Quantitative real-time PCR (qPCR)

RNAs were isolated from clinical tissues or cultured cells by using Trizol kit (Thermo Fisher Scientific). The cDNA was constructed from 1 μg of RNA by using PrimeScript RT-polymerase (Thermo Fisher Scientific). The qPCR reactions of target genes were conducted using SYBR Green Master Mix (Applied Biosystems, Foster City, CA, USA). MiRNAs were isolated from cells or tissues using a Qiagen miRNeasy FFPE Kit (Qiagen, Hilden, Germany). The cDNA was synthesized using a TaqMan miRNA Reverse Transcription Kit (Applied Biosystems, Foster City, CA, USA). The level of miR-326 was detected using the TaqMan miRNA Assay (Applied Biosystems, Foster City, CA, USA) on 7500 Real-Time PCR System (Applied Biosystems, Foster City, CA, USA).

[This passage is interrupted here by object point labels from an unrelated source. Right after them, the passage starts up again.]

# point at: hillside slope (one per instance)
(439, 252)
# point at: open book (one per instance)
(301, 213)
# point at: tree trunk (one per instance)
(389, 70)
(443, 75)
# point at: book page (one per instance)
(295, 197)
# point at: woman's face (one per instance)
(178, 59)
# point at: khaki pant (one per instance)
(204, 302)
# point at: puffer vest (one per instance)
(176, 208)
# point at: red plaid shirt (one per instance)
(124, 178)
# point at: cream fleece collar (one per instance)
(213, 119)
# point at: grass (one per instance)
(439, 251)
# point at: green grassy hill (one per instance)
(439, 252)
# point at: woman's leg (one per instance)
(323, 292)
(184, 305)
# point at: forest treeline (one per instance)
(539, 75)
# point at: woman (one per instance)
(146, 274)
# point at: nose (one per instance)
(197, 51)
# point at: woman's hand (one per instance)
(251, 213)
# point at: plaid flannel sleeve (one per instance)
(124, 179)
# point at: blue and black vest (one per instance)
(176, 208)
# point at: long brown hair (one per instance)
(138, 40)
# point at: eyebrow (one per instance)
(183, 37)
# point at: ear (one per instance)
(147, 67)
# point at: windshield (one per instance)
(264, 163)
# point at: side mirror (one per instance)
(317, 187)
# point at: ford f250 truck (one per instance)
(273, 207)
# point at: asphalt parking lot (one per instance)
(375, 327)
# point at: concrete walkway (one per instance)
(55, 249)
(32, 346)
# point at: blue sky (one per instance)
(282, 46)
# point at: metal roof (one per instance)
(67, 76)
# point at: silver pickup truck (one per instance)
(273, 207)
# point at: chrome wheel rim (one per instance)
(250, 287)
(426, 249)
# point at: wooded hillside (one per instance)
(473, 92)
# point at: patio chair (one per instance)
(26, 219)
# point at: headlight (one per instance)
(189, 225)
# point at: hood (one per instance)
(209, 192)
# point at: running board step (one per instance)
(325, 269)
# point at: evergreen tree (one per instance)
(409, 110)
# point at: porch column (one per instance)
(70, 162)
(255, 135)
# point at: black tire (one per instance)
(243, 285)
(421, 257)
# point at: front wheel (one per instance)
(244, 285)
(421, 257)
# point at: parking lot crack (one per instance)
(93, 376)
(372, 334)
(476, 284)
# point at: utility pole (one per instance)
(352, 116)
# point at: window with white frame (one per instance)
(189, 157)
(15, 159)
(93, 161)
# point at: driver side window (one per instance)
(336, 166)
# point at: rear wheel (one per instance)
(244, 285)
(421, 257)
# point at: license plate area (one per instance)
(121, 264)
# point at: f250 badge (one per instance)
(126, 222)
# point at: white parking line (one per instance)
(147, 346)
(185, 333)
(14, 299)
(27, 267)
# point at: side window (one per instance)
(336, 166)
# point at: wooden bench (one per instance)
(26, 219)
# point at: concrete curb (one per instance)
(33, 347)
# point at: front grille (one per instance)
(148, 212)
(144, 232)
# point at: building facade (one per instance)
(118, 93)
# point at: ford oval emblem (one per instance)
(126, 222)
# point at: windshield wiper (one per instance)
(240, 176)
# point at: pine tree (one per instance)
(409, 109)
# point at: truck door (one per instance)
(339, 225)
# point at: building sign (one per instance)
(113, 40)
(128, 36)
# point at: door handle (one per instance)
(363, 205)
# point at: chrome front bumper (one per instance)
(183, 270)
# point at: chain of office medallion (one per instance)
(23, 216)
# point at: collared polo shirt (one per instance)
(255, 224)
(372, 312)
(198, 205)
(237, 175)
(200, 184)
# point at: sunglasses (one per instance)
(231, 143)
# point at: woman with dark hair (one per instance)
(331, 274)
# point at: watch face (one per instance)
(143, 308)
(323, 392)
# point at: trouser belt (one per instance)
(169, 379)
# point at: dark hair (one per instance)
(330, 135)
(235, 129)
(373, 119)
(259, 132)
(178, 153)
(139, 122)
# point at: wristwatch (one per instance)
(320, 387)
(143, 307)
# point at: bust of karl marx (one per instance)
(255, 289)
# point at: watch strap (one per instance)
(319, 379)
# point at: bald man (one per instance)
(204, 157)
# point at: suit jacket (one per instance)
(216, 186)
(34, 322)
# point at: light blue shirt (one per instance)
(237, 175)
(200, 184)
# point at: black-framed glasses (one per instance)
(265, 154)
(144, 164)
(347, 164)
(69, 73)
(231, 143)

The comparative cycle threshold (CT) method was chosen to detect the levels of target genes or miRNAs through calculating the 2(-∆∆Ct) method. The primer sequences in this study were as follows: SLC27A4: sense: 5′-GGACCCAGGTGGGATTCTC-3′, antisense: 5′-CGCGCCTGATGGTCTTGAT-3′; GAPDH: sense: 5′-GGAGCGAGATCCCTCCAAAAT-3′, antisense: 5′-GGCTGTTGTCATACTTCTCATGG-3′; E-cadherin: sense: 5′-ATTTTTCCCTCGACACCCGAT-3′, antisense: 5′-TCCCAGGCGTAGACCAAGA-3′; N-cadherin: sense: 5′-TTTGATGGAGGTCTCCTAACACC-3′, antisense: 5′-ACGTTTAACACGTTGGAAATGTG-3′. GAPDH or U6 snRNA was used as an endogenous control.

Immunoblotting

Total proteins were lysed using ice-cold RIPA buffer. Equal amounts of cell lysates (30 μg) were loaded on 10% SDS-PAGE and transferred onto PVDF membranes. After membranes were blocked with 5% skim milk, the PVDF membranes were incubated with SLC27A4 (Beyotime Biotechnology, Nanjing, Jiangsu, China), E-cadherin (Beyotime Biotechnology), N-cadherin (Beyotime Biotechnology) or GAPDH antibody (Beyotime Biotechnology) at 4°C for overnight. After that, PVDF membrane was incubated with HRP-conjugated secondary antibody for 2 hours (Beyotime Biotechnology). The bands were detected by using a chemiluminiscence (ECL) detection system.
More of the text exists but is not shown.